Clause 87 expands the rule-making power of the County Court in section 78(1) of the County Court Act 1958 to make rules with respect to the matters in this Bill, including the referral of parties to appropriate dispute resolution (subclause (b)).

Division 3—Amendments to Magistrates' Court Act 1989

Clause 88 substitutes the definition of judicial resolution conference in section 3(1) of the Magistrates' Court Act 1989 with one that refers to the definition in clause 3 of this Bill and inserts a definition of appropriate dispute resolution which refers to the definition in this Bill.
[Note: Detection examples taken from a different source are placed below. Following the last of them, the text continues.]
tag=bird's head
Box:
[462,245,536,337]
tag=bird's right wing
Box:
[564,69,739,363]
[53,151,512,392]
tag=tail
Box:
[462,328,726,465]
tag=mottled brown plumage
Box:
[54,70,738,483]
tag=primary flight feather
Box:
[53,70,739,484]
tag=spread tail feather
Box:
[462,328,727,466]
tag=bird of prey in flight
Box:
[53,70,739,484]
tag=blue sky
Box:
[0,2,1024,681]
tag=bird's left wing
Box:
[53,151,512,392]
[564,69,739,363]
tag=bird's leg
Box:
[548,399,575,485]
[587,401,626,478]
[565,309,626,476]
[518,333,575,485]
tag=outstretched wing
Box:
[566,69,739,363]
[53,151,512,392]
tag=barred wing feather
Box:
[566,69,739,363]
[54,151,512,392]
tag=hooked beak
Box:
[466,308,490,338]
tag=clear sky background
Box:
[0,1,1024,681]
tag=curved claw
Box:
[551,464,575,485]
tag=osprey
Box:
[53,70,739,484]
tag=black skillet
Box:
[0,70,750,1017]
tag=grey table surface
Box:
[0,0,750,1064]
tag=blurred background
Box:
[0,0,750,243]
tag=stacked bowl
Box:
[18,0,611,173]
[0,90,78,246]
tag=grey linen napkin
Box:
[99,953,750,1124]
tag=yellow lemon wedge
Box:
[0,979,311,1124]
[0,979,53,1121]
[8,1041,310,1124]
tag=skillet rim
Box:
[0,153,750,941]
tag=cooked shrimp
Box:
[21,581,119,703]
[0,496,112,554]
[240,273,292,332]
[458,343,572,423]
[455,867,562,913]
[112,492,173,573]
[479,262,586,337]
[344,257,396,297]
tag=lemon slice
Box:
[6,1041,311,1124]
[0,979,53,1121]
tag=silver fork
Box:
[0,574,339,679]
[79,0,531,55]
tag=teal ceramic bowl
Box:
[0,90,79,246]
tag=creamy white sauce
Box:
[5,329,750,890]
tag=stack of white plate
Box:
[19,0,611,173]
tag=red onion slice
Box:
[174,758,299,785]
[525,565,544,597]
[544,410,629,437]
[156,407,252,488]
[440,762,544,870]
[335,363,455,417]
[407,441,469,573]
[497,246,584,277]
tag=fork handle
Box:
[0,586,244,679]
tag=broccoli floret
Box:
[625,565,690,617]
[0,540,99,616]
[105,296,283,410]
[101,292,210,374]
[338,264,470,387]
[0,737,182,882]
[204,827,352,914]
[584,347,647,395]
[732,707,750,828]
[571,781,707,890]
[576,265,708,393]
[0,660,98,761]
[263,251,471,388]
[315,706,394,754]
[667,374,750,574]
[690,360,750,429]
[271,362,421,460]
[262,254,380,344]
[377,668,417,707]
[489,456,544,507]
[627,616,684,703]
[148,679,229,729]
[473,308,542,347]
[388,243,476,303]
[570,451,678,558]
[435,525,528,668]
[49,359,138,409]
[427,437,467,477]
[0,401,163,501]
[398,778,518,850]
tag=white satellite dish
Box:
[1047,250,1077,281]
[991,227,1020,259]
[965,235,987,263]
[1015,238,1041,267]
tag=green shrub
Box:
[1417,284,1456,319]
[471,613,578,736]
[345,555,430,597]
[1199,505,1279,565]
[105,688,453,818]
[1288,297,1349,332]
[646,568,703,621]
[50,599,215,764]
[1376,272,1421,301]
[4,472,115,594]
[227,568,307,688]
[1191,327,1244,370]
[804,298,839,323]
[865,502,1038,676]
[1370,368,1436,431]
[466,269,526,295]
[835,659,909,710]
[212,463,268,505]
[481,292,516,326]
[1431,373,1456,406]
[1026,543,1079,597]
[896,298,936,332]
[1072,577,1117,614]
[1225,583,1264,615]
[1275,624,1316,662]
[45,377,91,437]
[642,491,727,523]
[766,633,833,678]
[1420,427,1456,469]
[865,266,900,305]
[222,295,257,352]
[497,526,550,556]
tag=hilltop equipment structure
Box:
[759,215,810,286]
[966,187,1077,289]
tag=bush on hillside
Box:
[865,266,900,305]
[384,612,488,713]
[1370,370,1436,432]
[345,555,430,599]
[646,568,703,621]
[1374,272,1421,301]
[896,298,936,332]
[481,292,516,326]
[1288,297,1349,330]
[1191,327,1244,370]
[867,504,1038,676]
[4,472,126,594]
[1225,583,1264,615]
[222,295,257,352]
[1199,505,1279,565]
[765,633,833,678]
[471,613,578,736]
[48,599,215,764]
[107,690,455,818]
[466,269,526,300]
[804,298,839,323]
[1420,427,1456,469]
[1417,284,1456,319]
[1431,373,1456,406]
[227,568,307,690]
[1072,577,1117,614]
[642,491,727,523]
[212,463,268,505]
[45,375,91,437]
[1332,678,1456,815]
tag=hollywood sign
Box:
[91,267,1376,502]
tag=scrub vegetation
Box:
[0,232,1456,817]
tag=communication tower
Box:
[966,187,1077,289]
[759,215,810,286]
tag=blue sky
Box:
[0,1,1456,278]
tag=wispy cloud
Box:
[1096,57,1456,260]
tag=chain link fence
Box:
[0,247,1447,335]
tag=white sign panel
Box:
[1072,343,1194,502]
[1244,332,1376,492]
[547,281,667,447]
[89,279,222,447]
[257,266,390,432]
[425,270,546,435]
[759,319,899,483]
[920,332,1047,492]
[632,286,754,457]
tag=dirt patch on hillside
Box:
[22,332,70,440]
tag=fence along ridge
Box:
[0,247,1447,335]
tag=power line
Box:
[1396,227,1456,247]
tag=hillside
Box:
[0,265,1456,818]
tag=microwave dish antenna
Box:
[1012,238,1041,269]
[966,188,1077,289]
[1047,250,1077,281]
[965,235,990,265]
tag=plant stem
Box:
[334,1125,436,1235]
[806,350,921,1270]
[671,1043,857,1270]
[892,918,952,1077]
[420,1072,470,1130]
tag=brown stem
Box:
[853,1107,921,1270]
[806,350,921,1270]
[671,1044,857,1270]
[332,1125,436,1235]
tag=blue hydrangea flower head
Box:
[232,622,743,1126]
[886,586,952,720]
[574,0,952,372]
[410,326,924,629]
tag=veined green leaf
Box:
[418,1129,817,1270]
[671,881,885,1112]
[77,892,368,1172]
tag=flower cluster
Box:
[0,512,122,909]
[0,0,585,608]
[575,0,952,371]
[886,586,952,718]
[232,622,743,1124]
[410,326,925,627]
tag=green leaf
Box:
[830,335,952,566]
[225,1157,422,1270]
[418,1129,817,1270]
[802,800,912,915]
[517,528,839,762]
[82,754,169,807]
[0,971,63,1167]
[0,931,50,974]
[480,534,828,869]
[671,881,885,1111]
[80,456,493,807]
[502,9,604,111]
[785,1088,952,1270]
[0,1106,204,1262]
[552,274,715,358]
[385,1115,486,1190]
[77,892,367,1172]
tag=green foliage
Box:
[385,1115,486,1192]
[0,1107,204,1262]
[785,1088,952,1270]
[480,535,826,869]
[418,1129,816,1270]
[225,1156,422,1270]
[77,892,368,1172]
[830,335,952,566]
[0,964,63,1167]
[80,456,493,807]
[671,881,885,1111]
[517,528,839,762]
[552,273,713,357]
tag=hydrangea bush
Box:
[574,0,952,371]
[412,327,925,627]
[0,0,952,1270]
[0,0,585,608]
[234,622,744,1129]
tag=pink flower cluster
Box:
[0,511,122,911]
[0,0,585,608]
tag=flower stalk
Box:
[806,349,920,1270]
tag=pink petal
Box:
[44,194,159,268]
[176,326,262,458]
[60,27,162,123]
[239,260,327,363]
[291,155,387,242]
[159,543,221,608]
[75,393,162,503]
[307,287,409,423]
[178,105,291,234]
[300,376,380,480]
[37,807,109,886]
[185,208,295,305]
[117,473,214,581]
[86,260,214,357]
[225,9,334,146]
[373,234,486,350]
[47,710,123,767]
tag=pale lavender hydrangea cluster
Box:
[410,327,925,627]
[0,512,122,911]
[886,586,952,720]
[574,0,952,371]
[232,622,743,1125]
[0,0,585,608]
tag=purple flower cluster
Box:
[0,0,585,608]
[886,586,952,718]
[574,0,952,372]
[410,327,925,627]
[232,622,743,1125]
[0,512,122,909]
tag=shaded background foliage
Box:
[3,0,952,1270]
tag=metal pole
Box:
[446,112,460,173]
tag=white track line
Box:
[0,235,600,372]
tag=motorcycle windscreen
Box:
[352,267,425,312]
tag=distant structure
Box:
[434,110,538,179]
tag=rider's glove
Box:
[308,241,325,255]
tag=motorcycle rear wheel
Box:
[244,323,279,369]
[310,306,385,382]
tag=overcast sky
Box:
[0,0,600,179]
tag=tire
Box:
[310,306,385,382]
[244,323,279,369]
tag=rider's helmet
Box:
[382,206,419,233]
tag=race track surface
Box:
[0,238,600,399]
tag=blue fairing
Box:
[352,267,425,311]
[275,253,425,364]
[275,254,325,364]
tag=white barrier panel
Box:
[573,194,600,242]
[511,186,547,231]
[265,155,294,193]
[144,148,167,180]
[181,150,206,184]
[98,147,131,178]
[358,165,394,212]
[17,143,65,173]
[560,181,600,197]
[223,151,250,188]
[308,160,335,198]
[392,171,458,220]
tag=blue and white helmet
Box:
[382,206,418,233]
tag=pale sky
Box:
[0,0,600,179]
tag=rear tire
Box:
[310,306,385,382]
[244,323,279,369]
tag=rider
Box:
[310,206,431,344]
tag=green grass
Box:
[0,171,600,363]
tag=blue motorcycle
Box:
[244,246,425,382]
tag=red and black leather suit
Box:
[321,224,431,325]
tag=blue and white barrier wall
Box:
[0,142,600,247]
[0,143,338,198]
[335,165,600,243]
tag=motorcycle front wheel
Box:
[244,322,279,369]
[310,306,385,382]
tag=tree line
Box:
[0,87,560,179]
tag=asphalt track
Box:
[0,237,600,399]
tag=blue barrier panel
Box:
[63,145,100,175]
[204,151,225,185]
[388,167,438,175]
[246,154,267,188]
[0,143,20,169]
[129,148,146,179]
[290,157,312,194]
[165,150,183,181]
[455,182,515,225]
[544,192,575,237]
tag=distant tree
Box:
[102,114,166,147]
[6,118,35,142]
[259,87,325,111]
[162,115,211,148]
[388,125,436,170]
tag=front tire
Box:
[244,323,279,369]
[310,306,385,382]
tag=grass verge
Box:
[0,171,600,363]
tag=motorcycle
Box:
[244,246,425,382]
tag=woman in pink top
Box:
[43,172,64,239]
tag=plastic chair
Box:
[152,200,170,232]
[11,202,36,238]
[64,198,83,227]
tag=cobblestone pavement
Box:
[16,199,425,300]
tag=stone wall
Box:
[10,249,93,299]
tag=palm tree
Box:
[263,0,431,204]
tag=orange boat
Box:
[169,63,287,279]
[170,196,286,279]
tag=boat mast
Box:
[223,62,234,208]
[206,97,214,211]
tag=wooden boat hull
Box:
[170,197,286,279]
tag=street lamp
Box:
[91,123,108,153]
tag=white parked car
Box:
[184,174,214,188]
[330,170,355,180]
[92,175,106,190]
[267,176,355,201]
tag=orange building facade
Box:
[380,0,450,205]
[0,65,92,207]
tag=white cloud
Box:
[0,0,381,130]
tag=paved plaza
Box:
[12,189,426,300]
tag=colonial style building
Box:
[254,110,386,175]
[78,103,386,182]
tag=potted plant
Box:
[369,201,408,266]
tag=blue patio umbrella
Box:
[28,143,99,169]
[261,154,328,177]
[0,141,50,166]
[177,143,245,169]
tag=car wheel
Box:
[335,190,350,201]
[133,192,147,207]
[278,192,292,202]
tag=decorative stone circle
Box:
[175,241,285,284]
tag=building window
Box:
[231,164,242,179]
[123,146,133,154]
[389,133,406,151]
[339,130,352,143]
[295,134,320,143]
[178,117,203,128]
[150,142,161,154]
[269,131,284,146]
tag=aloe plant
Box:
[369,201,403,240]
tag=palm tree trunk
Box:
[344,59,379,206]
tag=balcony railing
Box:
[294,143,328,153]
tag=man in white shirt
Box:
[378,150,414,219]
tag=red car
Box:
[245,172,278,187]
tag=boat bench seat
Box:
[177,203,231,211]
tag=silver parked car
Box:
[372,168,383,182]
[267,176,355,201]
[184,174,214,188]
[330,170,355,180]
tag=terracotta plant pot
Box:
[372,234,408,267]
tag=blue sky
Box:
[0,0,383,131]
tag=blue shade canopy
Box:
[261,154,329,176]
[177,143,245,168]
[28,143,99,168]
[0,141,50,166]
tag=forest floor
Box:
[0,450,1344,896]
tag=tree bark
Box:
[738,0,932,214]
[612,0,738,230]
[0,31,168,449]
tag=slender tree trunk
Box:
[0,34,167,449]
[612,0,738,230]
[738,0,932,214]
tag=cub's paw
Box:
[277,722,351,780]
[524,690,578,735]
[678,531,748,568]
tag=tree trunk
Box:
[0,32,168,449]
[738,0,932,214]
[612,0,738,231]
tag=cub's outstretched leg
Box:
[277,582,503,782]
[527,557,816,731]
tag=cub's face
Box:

Clause 89 expands the rule-making power of the Magistrates' Court (in section 16(1) of the Magistrates' Court Act 1989) to make rules with respect to the matters in this Bill, including the referral of parties to appropriate dispute resolution.

Clause 90 inserts a new section 106A into the Magistrates' Court Act 1989 to provide that the powers of the Magistrates' Court under Division 2 of Part 5 of that Act (which relates to the arbitration powers of the Magistrates' Court) are in addition to, and do not derogate from, the powers of a court under Chapter 5 of this Bill (which relates to appropriate dispute resolution).

Clause 91 inserts a new section 107A into the Magistrates' Court Act 1989 to provide that the powers of the Magistrates' Court under Division 3 of Part 5 of that Act (which relates to the pre-hearing conference powers of the Magistrates' Court) are in addition to, and do not derogate from, the powers of a court under Chapter 5 of this Bill.

Clause 92 amends section 108(1) of the Magistrates' Court Act 1989 which relates to the Court's power to refer proceedings to mediation, and 108A, which relates to the immunity of mediators, to refer to the Bill in addition to referrals under that Act or the rules of court.

Clause 92(3) repeals Division 3B of Part 5 of the Magistrates' Court Act 1989, which relates to judicial resolution conferences. These matters are now dealt with by clauses 67 and 68 of this Bill.